1. Introduction

Welcome to the quickstart guide for the BSP-Yocto-EdgeAI-AM68x-v0.2.

This release is designed to bring the TI EdgeAI SDK onto the phyBOARD-Izar development kit for the phyCORE-AM68x/TDA4x platform.

1.1. Setting up the EdgeAI BSP on the phyBOARD-Izar

If you have a kit, you need the phyboard-izar-am68x-2 machine which represents the GP silicon, whereas phyboard-izar-am68x-3 is for HS-FS silicon-based SoCs.

The prebuilt images for the phyBOARD-Izar can be downloaded from: https://download.phytec.de/Software/Linux/BSP-Yocto-EdgeAI/BSP-Yocto-EdgeAI-AM68x-v0.2/

Consult the phyCORE-AM68x/TDA4x documentation for instructions on how to flash the image onto the SD card, set boot switches and edit the bootenv.txt if needed.

1.2. Running the Demos

In addition to the demos included in the SDK Linux Edge AI from TI, there are a few Gstreamer pipelines located in the rootfs using the VM-016 phyCAM-M CSI Camera as a source.

1.2.1. Running the PHYTEC example pipelines

The example Gstreamer pipelines will capture using the VM016 CSI camera and show the output on the connected LVDS display:

  • run_vm016_csi0.sh

  • run_vm016_isp_csi0.sh

  • run_vm016_isp_csi0_keypoint_det.sh

  • run_vm016_isp_csi0_object_det.sh

For example, to start one of the example pipelines, type

root@phyboard-izar-am68x-2:~# ./phytec_edgeai_examples/run_vm016_isp_csi0_object_det.sh

The following pipeline is supposed to be run on a Linux host PC to display an incoming RTP stream using eth0 (so copy it there):

  • receive_rtp_stream.sh

In order to switch out the default kmssink using the connected LVDS display to a udpsink streaming the output to a connected host PC at the very end of the Gstreamer pipeline, LOCAL_SINK needs to be replaced with REMOTE_SINK.

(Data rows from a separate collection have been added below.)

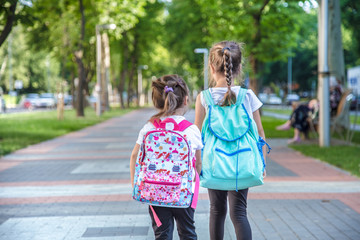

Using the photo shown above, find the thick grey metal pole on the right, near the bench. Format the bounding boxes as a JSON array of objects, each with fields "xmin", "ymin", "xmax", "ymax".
[{"xmin": 319, "ymin": 0, "xmax": 330, "ymax": 147}]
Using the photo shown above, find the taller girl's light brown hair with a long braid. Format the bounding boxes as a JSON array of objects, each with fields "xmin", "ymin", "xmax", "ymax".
[{"xmin": 209, "ymin": 41, "xmax": 242, "ymax": 106}]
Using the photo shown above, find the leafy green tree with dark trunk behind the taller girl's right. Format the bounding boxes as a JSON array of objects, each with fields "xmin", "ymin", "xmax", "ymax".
[{"xmin": 197, "ymin": 0, "xmax": 303, "ymax": 93}]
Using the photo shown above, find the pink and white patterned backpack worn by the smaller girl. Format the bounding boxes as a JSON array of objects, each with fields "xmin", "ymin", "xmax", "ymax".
[{"xmin": 133, "ymin": 118, "xmax": 199, "ymax": 225}]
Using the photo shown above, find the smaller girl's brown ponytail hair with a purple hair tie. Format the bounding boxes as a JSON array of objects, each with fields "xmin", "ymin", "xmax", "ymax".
[{"xmin": 150, "ymin": 75, "xmax": 189, "ymax": 122}]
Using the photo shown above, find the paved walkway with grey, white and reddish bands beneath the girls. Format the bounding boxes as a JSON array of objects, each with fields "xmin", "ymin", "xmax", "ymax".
[{"xmin": 0, "ymin": 109, "xmax": 360, "ymax": 240}]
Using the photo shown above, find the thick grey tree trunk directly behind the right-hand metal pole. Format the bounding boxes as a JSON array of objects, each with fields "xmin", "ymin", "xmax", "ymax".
[{"xmin": 328, "ymin": 0, "xmax": 345, "ymax": 85}]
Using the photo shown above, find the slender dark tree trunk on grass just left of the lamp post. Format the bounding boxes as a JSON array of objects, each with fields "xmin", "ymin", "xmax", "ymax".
[{"xmin": 74, "ymin": 0, "xmax": 86, "ymax": 117}]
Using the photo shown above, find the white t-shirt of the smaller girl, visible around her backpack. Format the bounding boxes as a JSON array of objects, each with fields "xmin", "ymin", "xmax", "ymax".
[{"xmin": 136, "ymin": 115, "xmax": 203, "ymax": 156}]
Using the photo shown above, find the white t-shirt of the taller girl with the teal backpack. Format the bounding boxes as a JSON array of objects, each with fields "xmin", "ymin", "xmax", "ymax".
[{"xmin": 200, "ymin": 86, "xmax": 263, "ymax": 118}]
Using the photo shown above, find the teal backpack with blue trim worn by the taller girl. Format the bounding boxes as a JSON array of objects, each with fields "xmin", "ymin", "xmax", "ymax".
[{"xmin": 200, "ymin": 88, "xmax": 271, "ymax": 191}]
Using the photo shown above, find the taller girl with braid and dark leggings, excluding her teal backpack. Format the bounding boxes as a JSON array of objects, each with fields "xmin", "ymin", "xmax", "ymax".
[{"xmin": 195, "ymin": 41, "xmax": 266, "ymax": 240}]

1.2.2. Running the TI GStreamer Examples

Before running one of the demos from the SDK Linux Edge AI, the SoC environment variable has to be set:

root@phyboard-izar-am68x-2:~# cd /opt/edgeai-gst-apps/
root@phyboard-izar-am68x-2:edgeai-gst-apps# . scripts/detect_soc.sh

In case the LVDS display with its 1280x800 resolution is used, the output in the corresponding yaml configuration (here configs/face_detection.yaml) needs to be adjusted accordingly:

outputs:
   output0:
      sink: kmssink
      width: 1280
      height: 800
      overlay-perf-type: graph

[...]

flows:
   flow0: [input1,model0,output0,[0,0,1280,720]]

Or if the output shall be a network stream to the host machine similar to what the REMOTE_SINK option in our default is:

output3:
   sink: remote
   width: 1920
   height: 1080
   port: 8081
   host: 192.168.3.10
   encoding: h264
   overlay-perf-type: graph

[...]

flows:
   flow0: [input1,model0,output3,[320,150,1280,720]]

Then, the application can be started:

root@phyboard-izar-am68x-2:edgeai-gst-apps# ./apps_cpp/app_edgeai configs/face_detection.yaml
/* or by using the Python version */
root@phyboard-izar-am68x-2:edgeai-gst-apps# ./apps_python/app_edgeai.py configs/face_detection.yaml
/* or by using Optiflow */
root@phyboard-izar-am68x-2:edgeai-gst-apps# ./sources/optiflow/optiflow.py configs/face_detection.yaml

Further information can be obtained from the phyCORE-AM68x/TDA4x documentation and SDK Linux Edge AI for AM68A Documentation by TI.